In 2019,
Kaspersky prevented attacks carried out by Shlayer, a malware Trojan family, at least once on every 10
th device
using Kaspersky Solutions for Mac, making this threat the most
widespread for macOS users. A smart malware distribution system, Shlayer
spreads via a partner network, entertainment websites and even
Wikipedia, demonstrating that even users who only visit legal sites
still need additional protection online.
Despite
macOS' reputation as a much safer and more secure system, there are
still cybercriminals trying their luck to profit from macOS users, and
Shlayer is a perfect example. It specializes in the installation of
adware - programs that terrorize users by feeding illicit ads,
intercepting and gathering users' browser queries, and modifying search
results to distribute even more advertising messages.
Shlayer's
share among all attacks on macOS devices registered by Kaspersky
products in January - November 2019 amounted to almost a third (29.28%),
with nearly all other top 10 macOS threats being the adware that
Shlayer installs: AdWare.OSX.Bnodlero, AdWare.OSX.Geonei,
AdWare.OSX.Pirrit and AdWare.OSX.Cimpli. Furthermore, ever since Shlayer
was first detected, its infection algorithm has hardly changed, even
though its activity barely decreased, making it an especially relevant
threat that users need protection from.
The
infection process often consists of two phases. First, the user
installs Shlayer, then the malware installs a selected type of adware.
Device infection, however, starts with an unwitting user downloading the
malicious program. In order to achieve installations, the threat actor
behind Shlayer set up a distribution system with a number of channels
leading users to download the malware.
Shlayer is offered as a way to monetize websites in a number of file partner programs,
with relatively high payment for each malware installation made by
American users, prompting over 1,000 "partner sites" to distribute
Shlayer.

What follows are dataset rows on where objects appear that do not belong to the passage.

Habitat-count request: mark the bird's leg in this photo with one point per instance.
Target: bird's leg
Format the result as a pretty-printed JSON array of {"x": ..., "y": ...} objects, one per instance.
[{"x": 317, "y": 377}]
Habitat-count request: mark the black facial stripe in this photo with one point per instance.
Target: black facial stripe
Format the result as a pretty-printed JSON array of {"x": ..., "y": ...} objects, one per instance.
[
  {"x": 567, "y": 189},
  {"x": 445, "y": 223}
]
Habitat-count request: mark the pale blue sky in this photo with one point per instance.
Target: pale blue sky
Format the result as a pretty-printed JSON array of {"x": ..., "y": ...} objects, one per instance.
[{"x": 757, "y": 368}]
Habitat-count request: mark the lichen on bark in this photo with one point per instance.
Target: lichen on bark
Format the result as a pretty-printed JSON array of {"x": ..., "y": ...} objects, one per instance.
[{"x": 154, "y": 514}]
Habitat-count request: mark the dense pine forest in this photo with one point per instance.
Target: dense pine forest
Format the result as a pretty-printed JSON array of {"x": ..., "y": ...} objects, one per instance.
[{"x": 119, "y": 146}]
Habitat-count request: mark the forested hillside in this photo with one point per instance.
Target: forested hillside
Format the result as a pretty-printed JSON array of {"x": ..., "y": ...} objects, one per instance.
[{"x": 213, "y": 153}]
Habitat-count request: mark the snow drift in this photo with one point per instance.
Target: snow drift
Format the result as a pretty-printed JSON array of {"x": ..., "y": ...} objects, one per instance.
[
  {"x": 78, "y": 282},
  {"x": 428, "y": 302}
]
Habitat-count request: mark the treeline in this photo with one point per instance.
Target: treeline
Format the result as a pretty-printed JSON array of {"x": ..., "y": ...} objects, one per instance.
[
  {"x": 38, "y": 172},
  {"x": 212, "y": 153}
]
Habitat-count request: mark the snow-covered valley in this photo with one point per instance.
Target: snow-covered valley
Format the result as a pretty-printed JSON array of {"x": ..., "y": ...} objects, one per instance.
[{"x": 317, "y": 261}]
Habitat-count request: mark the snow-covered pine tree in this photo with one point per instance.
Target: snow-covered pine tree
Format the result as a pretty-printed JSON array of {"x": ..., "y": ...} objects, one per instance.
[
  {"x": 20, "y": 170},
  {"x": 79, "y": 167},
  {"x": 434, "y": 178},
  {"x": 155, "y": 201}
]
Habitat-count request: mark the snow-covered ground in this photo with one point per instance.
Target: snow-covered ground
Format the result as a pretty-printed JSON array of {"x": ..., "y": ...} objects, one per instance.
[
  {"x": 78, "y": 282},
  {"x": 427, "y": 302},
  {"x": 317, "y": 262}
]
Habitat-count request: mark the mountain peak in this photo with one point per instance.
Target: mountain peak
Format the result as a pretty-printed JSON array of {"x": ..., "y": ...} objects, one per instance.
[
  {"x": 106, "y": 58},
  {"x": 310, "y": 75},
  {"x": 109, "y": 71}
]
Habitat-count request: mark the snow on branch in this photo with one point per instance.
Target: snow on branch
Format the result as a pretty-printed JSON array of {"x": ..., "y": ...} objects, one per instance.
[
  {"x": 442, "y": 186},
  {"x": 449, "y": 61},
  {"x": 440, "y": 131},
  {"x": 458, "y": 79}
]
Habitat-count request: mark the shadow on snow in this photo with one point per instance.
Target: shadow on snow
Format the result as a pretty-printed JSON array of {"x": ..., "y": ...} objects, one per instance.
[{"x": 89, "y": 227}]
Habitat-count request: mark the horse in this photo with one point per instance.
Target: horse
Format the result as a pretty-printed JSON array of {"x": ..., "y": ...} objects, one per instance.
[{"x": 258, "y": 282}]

This scheme works as follows: a user looks for a TV series
episode or a sports broadcast, and advertising landing pages redirect
them to fake Flash Player update pages. From here, the victim would
download the malware. For every such installation, the partner who
distributed links to the malware receives a pay-per-install payment.
Other
schemes lead to a fake Adobe Flash update page redirecting users from
various large online services with multi-million-visitor audiences,
including YouTube, where links to the malicious website were included in
video descriptions, and Wikipedia, where such links were hidden in the
articles' references. Users that clicked on these links would also get
redirected to the Shlayer download landing pages. Kaspersky researchers
found 700 domains with malicious content, links to which were placed on a
variety of legitimate websites.
YouTube video and Wikipedia page with malicious links in description
Almost
all of the websites leading to a fake Flash Player contained content in
English. This corresponds with the top countries where users have been
affected by the threat - the USA (31%), Germany (14%), France (10%) and
the UK (10%).
Shlayer victims' geography, February 2018 - October 2019
"The
macOS platform is a good source of revenue for cybercriminals, who are
constantly looking for new ways to deceive users, and actively use
social engineering techniques to spread their malware," said Anton
Ivanov, Kaspersky security analyst. "This case demonstrates that such
threats can be found even on legitimate sites. Luckily for macOS users,
the most widespread threats that target macOS currently revolve around
feeding illicit advertising, rather than something more dangerous, such
as stealing financial data. A good web security solution can protect
users from threats such as these, making the experience of searching the
web safe and pleasant."
Kaspersky solutions detect Shlayer and its artefacts with the following verdicts:
- HEUR:Trojan-Downloader.OSX.Shlayer.*
- not-a-virus:HEUR:AdWare.OSX.Cimpli.*
- not-a-virus:AdWare.Script.SearchExt.*
- not-a-virus:AdWare.Python.CimpliAds.*
- not-a-virus:HEUR:AdWare.Script.MacGenerator.gen
Pages, artefacts and links for this Trojan family, as well as additional details of the findings, can be found on Securelist.com.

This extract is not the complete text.